Point: Should students be able to take one ACT section at a time?

Noah Loewy, Amber Kakkar, and Zach Siegel, Opinions Editor and Assistant Opinions Editors

This past September, ACT.inc announced a series of changes that will be implemented in the beginning of the 2020-2021 school year. For example, students will be given the option to take the exam digitally, allowing them to receive their score reports faster and make decisions about applying for scholarships and colleges in a more timely fashion.

Unlike the digital testing option, which has been universally praised, the ACT’s second major change has been subject to widespread criticism: section retaking. Starting next September, students will be able to retake specific sections in order to improve their “super-score,” as opposed to being forced to take the entire test.

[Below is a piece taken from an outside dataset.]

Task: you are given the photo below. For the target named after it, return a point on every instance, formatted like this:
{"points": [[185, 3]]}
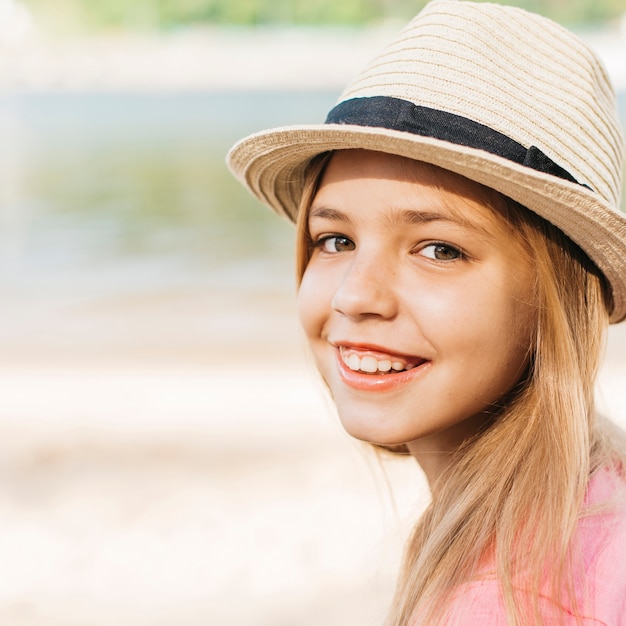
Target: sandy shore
{"points": [[160, 481], [163, 463]]}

However, the majority of the criticism is unwarranted, as section retakes will be very useful for a student who is satisfied with their scores in English, reading, and science, for example, but not math. Now, students struggling with one specific section will be given the opportunity to allocate all of their resources towards one specific subject area, as opposed to having to spread out their study-time four ways.

“Section retakes are a very valuable thing for students wanting to retake their ACTs. It allows students to focus on their problem areas and not having to re-study the whole test again,” said sophomore Emily Djohan. “Also, anything to help reduce the stress and anxiety that is associated with ACT prep and the test itself is always beneficial.”

Additionally, it is neither fair nor practical for a student to have to sit through a grueling four-hour exam when they only need to retake one forty-minute section.

“I think it’s great to take all of the sections separately because then students don’t have to deal with the stress of taking all at once,” said junior Tyler Kahrar.

Opponents of the recent changes often argue that colleges will stop allowing super-scoring because there will be too many high-scoring students. However, this is not the case because the ACT weighs each test before administering it to ensure that each exam is roughly the same difficulty. Also, colleges know whether or not an exam is taken over multiple days, and they often take that into account when reviewing an application.

According to ACT.org, the ACT chief commercial officer, Suzana Delanghe, says that superscoring can be more predictive of how students will perform in their college courses than other scoring methods.

Additionally, the new system allows students to save money. Prior to this new rule, the ACT had to be retaken as a whole, meaning the student not only had to allocate time studying for four sections, but they also had to pay for the test as a whole. The test costs $52 without the optional writing section, and $68 with it. The ACT officials said taking an individual section will be cheaper, however, they have not decided on a set price yet.

“I took the ACT a few times,” said senior Justin Hill. “If section retakes were available when I took the test, I think I would have saved a lot of time and money.”

A record number of colleges and universities have dropped their testing requirements.

During the past year, 47 schools have made tests like the ACT and SAT optional in their admissions process. Considering this, the number of students taking the ACT has dropped. By making test taking both cheaper and more effective, the ACT board is trying to encourage test-taking as an academic skill, and reverse this drop in testing requirements. Along with high school grades, courses taken, and extracurricular activities, tests such as these allow a uniform standard for colleges to compare students from across the country and around the world.

Allowing students to take certain, isolated sections of the ACT can drastically help their test scores and in many ways, allows students to do as well as they can on each section.